- Hangul: 전우치
- Hanja: 田禹治
- RR: Jeon Uchi
- MR: Chŏn Uch'i

Art name
- Hangul: 우사
- Hanja: 羽士
- RR: Usa
- MR: Usa

= Chŏn Uch'i =

Korean Taoist scholar (fl. 15th–16th centuries)

Chŏn Uch'i ( 15th and 16th centuries) was a Taoist scholar during the Joseon dynasty of Korea. He is known by many as the most prominent "historical Taoist sorcerer" in Korean history, and a representative trickster from old Korean literature. His art name was Usa, which means "featherman". Though he was a Taoist heretic, he studied Confucianism under Sŏ Kyŏngdŏk.

==Stories about his historical centurys and legend life==
According to the Complete Works from Azure Residence by Yi Deok-moo, when Chŏn was very young, he went to a mountain temple to study in solitude. One day, the rice wine which was brewed at the temple vanished. The monks scolded Chŏn, accusing him of drinking it. Chŏn was aggrieved and upset, so he decided to hunt down the true culprit. He waited beside the wine jugs until twilight. At dusk, a nine-tailed fox came out from the forest and drank the wine until she was drunk. Chŏn jumped out and tied her up with some rope. The fox offered him her grimoire if he would release her. Chŏn accepted that and became a sorcerer through studying the fox's grimoire.

In another version of the story from one the Ilsamungo-version of the Chŏn Uch'i chŏn, young Chŏn and a fox (who was shaped like a woman) loved each other. One day while they kissed each other, the fox's magical marble went into Chŏn's mouth, and he swallowed it. Then she, abashed, ran away and he absorbed the marble's power, becoming a sorcerer.

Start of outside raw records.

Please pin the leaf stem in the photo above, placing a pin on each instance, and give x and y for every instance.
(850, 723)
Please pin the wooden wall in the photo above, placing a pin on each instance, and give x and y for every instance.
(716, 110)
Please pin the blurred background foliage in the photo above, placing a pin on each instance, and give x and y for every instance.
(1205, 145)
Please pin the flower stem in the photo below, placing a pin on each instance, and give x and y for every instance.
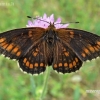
(45, 82)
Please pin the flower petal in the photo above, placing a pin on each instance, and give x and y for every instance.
(45, 21)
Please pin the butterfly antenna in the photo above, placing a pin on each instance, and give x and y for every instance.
(37, 18)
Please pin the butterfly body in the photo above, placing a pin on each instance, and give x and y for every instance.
(35, 48)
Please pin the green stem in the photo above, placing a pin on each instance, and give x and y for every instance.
(45, 82)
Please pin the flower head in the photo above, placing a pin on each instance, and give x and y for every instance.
(45, 21)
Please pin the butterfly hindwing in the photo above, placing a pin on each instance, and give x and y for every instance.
(16, 43)
(85, 44)
(65, 60)
(34, 61)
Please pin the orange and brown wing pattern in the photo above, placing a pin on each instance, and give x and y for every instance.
(65, 60)
(34, 61)
(85, 44)
(16, 43)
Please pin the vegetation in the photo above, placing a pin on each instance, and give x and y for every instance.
(15, 85)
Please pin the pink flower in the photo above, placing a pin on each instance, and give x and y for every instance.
(45, 21)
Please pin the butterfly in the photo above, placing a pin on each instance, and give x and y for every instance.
(35, 48)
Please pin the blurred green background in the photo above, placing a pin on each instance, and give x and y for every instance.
(15, 85)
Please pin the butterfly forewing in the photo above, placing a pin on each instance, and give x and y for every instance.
(34, 61)
(18, 42)
(84, 44)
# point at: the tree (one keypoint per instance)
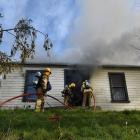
(24, 44)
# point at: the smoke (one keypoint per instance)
(105, 33)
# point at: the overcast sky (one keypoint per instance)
(77, 26)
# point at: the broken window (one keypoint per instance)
(118, 87)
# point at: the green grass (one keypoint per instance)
(75, 124)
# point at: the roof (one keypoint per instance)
(79, 65)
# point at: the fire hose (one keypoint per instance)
(28, 94)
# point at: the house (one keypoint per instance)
(116, 87)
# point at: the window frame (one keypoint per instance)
(124, 87)
(25, 85)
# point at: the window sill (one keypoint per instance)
(120, 101)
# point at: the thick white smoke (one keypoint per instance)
(105, 32)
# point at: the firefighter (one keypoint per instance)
(72, 94)
(87, 91)
(41, 89)
(66, 94)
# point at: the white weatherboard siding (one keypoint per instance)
(14, 83)
(100, 83)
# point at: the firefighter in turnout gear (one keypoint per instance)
(87, 91)
(41, 89)
(66, 94)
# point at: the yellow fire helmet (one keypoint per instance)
(47, 70)
(72, 85)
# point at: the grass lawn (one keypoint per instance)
(74, 124)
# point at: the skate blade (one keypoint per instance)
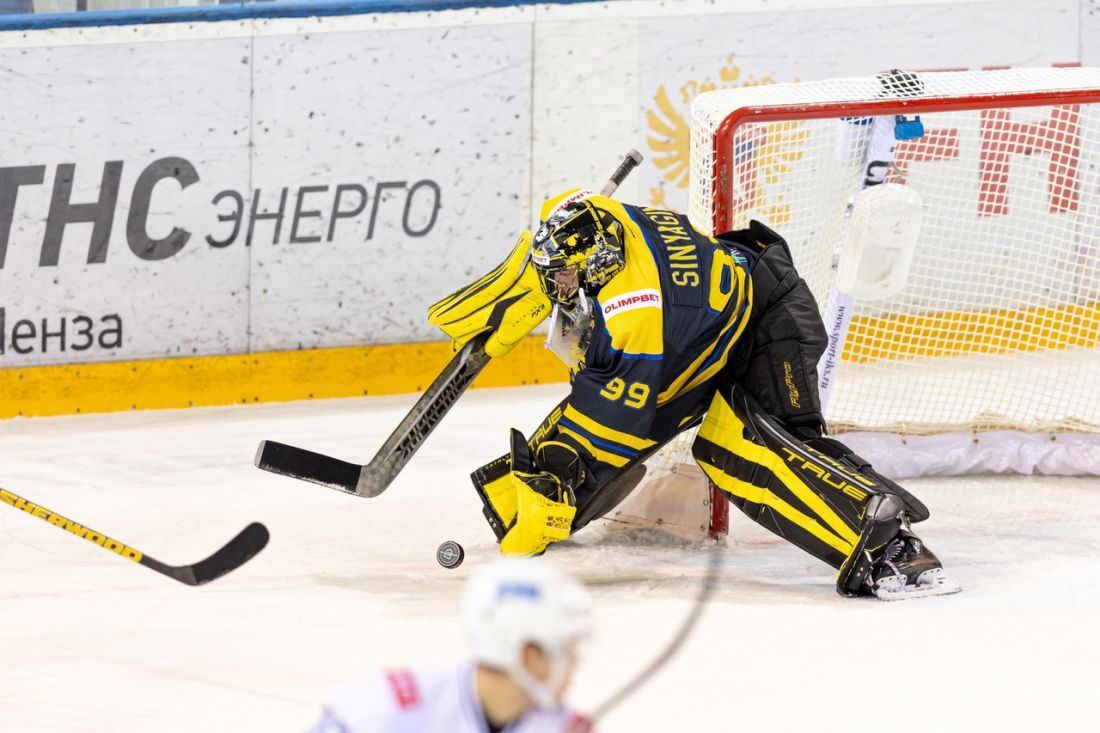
(928, 583)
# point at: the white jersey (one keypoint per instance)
(425, 700)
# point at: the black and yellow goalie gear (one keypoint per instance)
(816, 494)
(530, 503)
(508, 302)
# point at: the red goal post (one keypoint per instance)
(983, 351)
(997, 325)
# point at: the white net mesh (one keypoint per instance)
(998, 323)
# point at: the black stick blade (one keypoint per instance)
(307, 466)
(239, 550)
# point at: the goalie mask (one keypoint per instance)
(579, 247)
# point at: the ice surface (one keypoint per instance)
(89, 642)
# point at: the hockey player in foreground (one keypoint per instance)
(524, 620)
(660, 325)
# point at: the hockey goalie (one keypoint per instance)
(663, 327)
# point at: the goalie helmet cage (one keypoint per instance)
(993, 341)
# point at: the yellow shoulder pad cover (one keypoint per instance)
(476, 307)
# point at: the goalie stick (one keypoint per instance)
(371, 479)
(239, 550)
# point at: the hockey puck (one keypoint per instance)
(450, 555)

According to the Unofficial History of the East Land, one day between 1522 and 1566, Yi Kil's farm (which is in today's Bupyeong District) was suffering from an epidemic, and Yi's serfs and neighbors were ill in bed. Then Chŏn visited Yi and expelled a disease.

==Death==
As he was Taoist heretic, if not anarchistic, there are some legends that Chŏn opposed the Joseon dynastic government and the king. By one account, he ended up with being arrested and put to death by execution. Some time later, Ch'a Sik, who was Chŏn's alumnus under Sŏ Kyŏngdŏk, was visited by Chŏn. Chŏn borrowed Cha Anthology of Du Fu and went away. Cha had known nothing about Chŏn's death, so he talked about this to other alumni. Surprised, they dig up Chŏn's tomb and opened the coffin to find there was no body.

== Popular culture ==
- Portrayed by Kang Dong-won in the 2009 film Jeon Woo-chi: The Taoist Wizard.
- Portrayed by Cha Tae-hyun in the 2012–2013 KBS2 TV series Jeon Woo-chi.
- Portrayed by Lee Se-chang in the 2016 MBC TV series The Flower in Prison.